When the GOP faced this situation in 2011 and 2013, Boehner was able to find a way to avoid the U.S.’s defaulting on its debts, though it cost him any lingering support from the tea party. His successor as speaker, Paul Ryan, R-Wis., cobbled together a deal in 2017 but only with the support of Democrats. He chose to resign rather than run for re-election the next year.

It would most likely be House Minority Leader Kevin McCarthy, R-Calif., calling the shots this time around. And McCarthy is no John Boehner. He’s not even a Paul Ryan. He’s a man whose quest to be well-liked has put him within grasp of the speaker’s gavel but with little to no actual control over his caucus — which has more zealots than Boehner or Ryan had to deal with. And should Republicans trigger a recession via debt default, you can bet that their response would be a new round of austerity, same as in the early 2010s, cutting the strings of the very safety net Americans would need to survive.

And looming over all of this will be Trump himself. It feels beyond masochistic to look ahead to the next election before the votes are even counted in the one before us. But there’s no choice in this case, not when every bit of outrage, every unchecked claim about voter fraud, every attempt to sabotage the U.S. economy will be done with his return to the White House in mind. Because it turns out the only lesson the GOP has learned from the Trump era is that embracing its worst instincts is a gateway to seizing power.

What’s really amazing is that the GOP isn’t hiding that this is the fate that awaits us. In fact, as Ezra Klein noted Monday, the party is proudly flaunting its plans and the ensuing “return to calamity.” Back in 2017, on the day Trump fired FBI Director James Comey, I fired off a quick tweet: “This is going to be the dumbest dystopia.” It has remained my pinned tweet ever since, its accuracy still unfaded.

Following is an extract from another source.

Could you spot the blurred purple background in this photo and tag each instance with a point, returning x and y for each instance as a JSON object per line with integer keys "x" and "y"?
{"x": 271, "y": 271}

Generally speaking, I hate making political predictions. In this instance, I would love to be wrong in any number of ways: wrong that the GOP will win the midterms, wrong that its agenda will be so damaging, wrong that the attempt to combat the waves of misinformation awaiting us will feel futile. But the truth is it feels like I was right five years ago. It feels like we’re on the cusp of entering a new phase in politics, one that would be considered farcical — if there were anything funny about it, that is.